Kitchen Cabinet Features
You don't have to choose custom cabinets to personalize your kitchen. Incorporate your unique sense of style with these features:
Knobs and Pulls. These handy features are more than a means to open cabinetry. Along with hinges, they're integral decorative elements. The primary consideration when selecting knobs and pulls is determining whether these elements will serve as an accent or blend in with surrounding cabinetry. An extensive range of knobs and pulls is available from wood and plastic to metal and ceramic. Knobs are generally round, egg-shaped, organic or square and mounted with a single screw. Pulls are typically mounted with two screws. Personal taste and price point are the only guiding factors.
Accessories. Whether you are installing new cabinetry or upgrading, you'll want to peruse accessories for ease of use, optimum storage and increased organization. "The very basics include lazy Susans, trash bin and recycling pull-outs, and utensil dividers," says home improvement center specialist Wanda Edwards Lee. "And you can get as detailed as you like with semi-custom and custom cabinetry.
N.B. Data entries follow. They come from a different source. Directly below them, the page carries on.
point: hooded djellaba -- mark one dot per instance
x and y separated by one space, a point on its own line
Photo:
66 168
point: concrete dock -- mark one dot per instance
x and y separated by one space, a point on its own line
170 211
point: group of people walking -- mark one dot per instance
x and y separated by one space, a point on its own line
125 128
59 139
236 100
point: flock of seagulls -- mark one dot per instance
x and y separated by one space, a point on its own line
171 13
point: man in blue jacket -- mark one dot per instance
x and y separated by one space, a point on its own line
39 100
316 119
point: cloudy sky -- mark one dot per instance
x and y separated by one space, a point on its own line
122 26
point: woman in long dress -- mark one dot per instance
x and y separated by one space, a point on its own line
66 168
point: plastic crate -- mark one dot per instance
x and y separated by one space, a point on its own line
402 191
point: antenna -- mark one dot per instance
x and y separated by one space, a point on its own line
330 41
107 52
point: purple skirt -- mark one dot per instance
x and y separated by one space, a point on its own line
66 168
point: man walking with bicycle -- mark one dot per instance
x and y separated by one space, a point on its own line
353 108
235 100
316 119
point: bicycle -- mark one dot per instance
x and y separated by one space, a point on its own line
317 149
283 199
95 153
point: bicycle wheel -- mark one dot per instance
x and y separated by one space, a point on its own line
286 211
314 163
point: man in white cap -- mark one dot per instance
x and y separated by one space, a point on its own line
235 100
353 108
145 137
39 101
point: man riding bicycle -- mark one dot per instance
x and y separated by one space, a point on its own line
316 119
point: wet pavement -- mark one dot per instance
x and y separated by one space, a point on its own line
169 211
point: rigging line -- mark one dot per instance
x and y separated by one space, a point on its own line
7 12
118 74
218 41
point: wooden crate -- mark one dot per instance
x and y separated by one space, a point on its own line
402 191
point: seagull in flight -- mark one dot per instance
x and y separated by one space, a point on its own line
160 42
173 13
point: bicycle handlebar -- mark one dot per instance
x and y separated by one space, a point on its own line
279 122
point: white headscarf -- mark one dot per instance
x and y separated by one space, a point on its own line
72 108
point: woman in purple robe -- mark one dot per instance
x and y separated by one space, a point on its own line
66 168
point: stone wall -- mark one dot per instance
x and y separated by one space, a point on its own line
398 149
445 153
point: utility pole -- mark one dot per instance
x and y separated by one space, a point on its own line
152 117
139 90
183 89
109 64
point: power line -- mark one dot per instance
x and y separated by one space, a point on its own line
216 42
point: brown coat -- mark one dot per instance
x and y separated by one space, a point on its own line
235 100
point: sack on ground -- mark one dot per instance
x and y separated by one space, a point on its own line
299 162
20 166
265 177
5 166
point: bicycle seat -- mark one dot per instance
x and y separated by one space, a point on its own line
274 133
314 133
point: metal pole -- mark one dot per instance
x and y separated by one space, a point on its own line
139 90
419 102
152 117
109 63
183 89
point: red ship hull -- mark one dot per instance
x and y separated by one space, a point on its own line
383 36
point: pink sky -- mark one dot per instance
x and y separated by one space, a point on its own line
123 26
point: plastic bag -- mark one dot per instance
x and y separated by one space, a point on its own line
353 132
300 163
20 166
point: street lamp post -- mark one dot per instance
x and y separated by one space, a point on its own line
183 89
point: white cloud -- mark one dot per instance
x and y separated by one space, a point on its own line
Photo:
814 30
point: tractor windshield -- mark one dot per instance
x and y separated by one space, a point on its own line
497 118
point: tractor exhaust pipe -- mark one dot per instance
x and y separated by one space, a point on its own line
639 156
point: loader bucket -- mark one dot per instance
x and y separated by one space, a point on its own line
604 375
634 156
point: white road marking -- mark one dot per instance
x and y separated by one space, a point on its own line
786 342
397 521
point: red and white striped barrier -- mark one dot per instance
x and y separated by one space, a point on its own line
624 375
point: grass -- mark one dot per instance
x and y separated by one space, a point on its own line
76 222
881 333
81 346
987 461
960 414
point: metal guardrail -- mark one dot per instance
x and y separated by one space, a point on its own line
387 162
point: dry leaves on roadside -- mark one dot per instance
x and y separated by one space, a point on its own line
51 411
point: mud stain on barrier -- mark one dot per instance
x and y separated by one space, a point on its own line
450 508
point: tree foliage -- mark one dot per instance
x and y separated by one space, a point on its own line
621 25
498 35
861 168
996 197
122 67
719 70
But the more accessories added, the higher costs will increase."
Accessories vary from company to company but most offer a plethora, enabling cabinetry to be as hardworking as possible. Plate displays and divided wine racks establish eye-catching focal points but also serve a function. "For five-star cooks, spice drawers pack a big punch," says Jane Coslick, a Georgia-based interior designer.
Another popular cabinetry feature is integrated panel systems. Designed to look like surrounding cabinetry, these veneered facades applied to the surface of utilitarian appliances, such as dishwashers and refrigerators, avoid a choppy look and allow the kitchen to feel less industrial.
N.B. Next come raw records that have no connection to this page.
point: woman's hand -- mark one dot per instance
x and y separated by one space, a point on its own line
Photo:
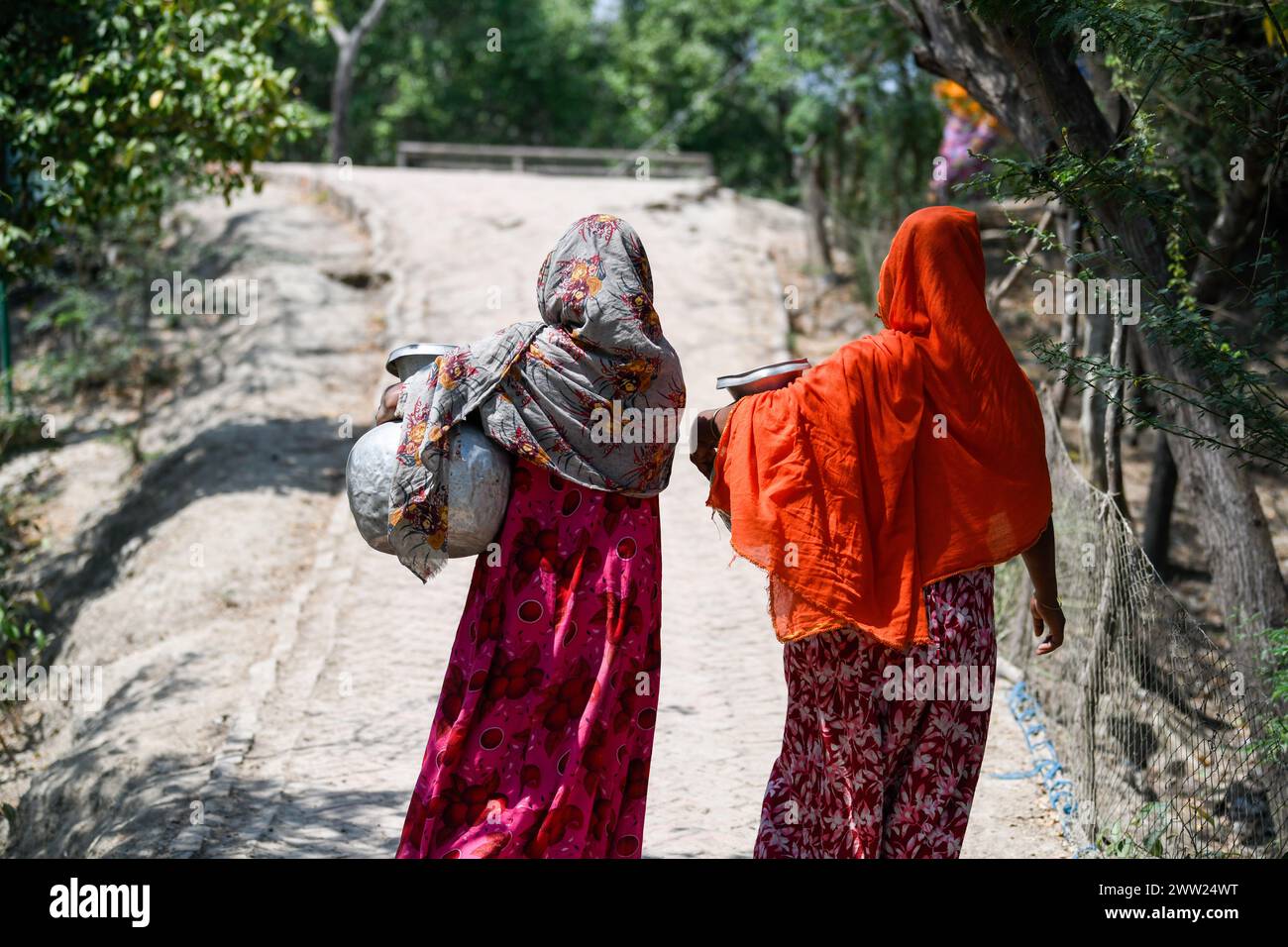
387 407
707 428
1047 618
1044 604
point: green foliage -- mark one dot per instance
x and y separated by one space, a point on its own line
1273 745
1207 90
103 106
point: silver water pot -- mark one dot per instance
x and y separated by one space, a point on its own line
478 474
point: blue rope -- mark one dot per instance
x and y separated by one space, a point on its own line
1046 762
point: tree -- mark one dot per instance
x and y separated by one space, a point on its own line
1024 71
347 43
106 107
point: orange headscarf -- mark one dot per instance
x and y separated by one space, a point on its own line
906 458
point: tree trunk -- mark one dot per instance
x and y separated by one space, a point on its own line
1158 509
347 42
1035 89
1098 333
342 91
810 175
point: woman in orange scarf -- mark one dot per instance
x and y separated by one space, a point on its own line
877 491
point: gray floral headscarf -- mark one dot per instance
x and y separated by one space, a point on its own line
541 389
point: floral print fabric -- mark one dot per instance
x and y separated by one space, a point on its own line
541 740
864 776
537 388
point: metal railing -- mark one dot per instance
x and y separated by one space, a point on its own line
568 161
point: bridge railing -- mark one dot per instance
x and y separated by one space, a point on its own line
540 159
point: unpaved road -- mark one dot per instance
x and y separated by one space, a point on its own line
269 681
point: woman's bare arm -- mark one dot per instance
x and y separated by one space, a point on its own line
1044 604
707 429
387 408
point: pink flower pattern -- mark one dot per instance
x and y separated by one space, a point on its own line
862 776
541 742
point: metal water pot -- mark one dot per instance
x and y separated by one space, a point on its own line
478 474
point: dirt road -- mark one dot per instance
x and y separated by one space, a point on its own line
274 699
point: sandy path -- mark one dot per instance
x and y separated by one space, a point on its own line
333 663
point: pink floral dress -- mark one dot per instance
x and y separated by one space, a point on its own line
875 766
541 740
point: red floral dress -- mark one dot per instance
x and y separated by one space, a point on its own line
875 766
541 740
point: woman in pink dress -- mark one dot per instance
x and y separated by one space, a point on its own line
542 735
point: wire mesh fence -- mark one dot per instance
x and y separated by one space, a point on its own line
1166 744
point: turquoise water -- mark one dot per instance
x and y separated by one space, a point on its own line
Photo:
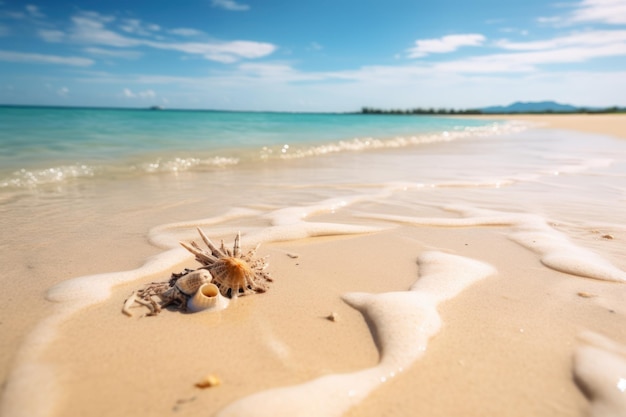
51 145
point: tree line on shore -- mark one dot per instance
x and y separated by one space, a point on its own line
444 111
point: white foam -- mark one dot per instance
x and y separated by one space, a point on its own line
600 371
556 251
401 323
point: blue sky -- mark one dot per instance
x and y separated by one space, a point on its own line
322 55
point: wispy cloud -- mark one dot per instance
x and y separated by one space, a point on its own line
91 28
230 5
137 27
113 53
63 92
611 12
10 56
128 93
445 44
581 39
186 32
34 11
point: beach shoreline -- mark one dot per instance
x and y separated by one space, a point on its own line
505 348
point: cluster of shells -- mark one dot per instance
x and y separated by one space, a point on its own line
225 273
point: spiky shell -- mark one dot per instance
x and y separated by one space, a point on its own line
235 277
190 283
234 273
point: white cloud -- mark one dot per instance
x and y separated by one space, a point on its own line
611 12
137 27
127 92
602 11
90 28
225 52
11 56
52 36
113 53
589 38
530 60
230 5
445 44
186 32
33 11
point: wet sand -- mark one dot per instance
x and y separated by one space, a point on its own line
505 348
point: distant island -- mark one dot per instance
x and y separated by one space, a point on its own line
538 107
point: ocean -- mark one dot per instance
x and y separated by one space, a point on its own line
43 146
94 202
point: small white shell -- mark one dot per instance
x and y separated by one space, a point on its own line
190 283
208 297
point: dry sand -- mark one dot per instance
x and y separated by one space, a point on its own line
505 348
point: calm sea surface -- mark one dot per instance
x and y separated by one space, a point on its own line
42 145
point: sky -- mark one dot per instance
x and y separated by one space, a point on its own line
319 55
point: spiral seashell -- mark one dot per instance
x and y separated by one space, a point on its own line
190 283
208 297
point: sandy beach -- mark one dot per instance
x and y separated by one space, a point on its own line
504 344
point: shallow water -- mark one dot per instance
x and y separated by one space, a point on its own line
569 184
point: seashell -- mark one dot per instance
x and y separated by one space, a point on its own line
208 297
190 283
234 272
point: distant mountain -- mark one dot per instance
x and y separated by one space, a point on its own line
531 107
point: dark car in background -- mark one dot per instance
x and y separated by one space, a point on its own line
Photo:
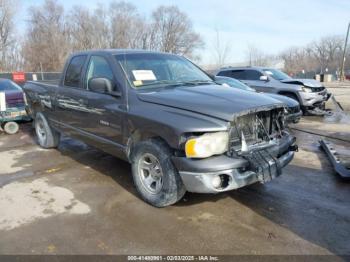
293 113
12 106
310 93
13 92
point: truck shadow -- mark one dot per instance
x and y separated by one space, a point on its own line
311 203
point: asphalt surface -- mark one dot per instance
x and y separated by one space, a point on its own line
79 200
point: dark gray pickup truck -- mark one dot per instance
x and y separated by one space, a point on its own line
179 130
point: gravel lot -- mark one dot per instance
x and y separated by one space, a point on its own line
78 200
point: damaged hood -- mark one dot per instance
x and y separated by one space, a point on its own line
304 82
212 100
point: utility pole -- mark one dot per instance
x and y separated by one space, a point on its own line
342 73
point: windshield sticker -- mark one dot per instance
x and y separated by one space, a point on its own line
144 75
137 83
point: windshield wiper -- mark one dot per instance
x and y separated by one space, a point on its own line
198 82
170 83
167 82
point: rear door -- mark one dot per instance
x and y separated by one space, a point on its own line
106 112
71 106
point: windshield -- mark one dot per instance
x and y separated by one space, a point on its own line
276 74
147 70
8 85
233 83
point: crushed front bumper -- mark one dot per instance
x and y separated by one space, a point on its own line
294 117
316 99
258 166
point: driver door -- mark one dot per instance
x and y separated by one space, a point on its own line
106 111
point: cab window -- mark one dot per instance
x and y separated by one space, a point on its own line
74 70
98 68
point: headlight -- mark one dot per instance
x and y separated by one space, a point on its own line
207 145
306 89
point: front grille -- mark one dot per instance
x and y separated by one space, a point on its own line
14 103
317 89
294 109
256 128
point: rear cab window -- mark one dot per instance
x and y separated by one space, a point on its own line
98 68
252 75
74 71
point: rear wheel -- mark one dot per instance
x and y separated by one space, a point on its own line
47 137
11 128
155 177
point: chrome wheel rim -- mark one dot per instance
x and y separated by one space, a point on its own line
40 130
150 173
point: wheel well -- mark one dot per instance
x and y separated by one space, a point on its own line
139 136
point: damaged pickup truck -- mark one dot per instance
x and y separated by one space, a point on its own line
179 130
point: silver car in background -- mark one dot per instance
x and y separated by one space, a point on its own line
310 93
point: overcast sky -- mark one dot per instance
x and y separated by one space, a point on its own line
271 25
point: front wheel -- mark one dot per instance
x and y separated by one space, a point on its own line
11 128
155 177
Here's a punch list of more handy accessories:
- Rollout drawer trays offer a continuous look and increase organization.
- Swing-out shelving and pantry pull-outs maximize pantry storage.
- Pull-out tables fully extend for increased work space.
- Slide-out baskets and bins hide trashcans and recycling centers.
- Cutlery and utensil dividers make putting away items a cinch.
- Tilt paneled sink fronts conveniently store cleaning supplies.
- Lazy Susans make efficient use of corners or "dead space."
- Spice drawers keep spices within eyesight.
- Appliance garages house toasters, coffee makers, blenders and other small appliances beneath a door that functions similarly to a garage door. Items are kept out of sight and don't need to be put away after use.
Lighting. Effective illumination increases productivity and brightens any space. A variety of professional lighting is available with most stock, semi-custom and custom cabinets. Above-cabinet lighting includes linkable light strips and task lighting, suiting spaces with lofty ceilings that are void of soffits. Interior cabinet and drawer lighting provides a glow inside cabinetry. Puck lights, fluorescent strips and decorative cabinet lighting offer general ambiance below upper cabinetry.
Decorative Features. "In the 1800s, the kitchen was often located in a detached building, but today's kitchen is a part of the main living space," says Florida-based kitchen designer Carolyn Lambert. "Decorative elements are designed to give a space that 'wow' factor." Posts, pilasters, corbels, capitals, valances, wainscoting and hoods are just a few of the many decorative accessories that make a big impact in any kitchen.
"Every kitchen needs at least one focal point to make it unique," Lambert says. "Large wood hood systems make a stunning statement while other decorative accessories lend cabinetry a furniture-like feel, allowing kitchens to be open to the primary living spaces."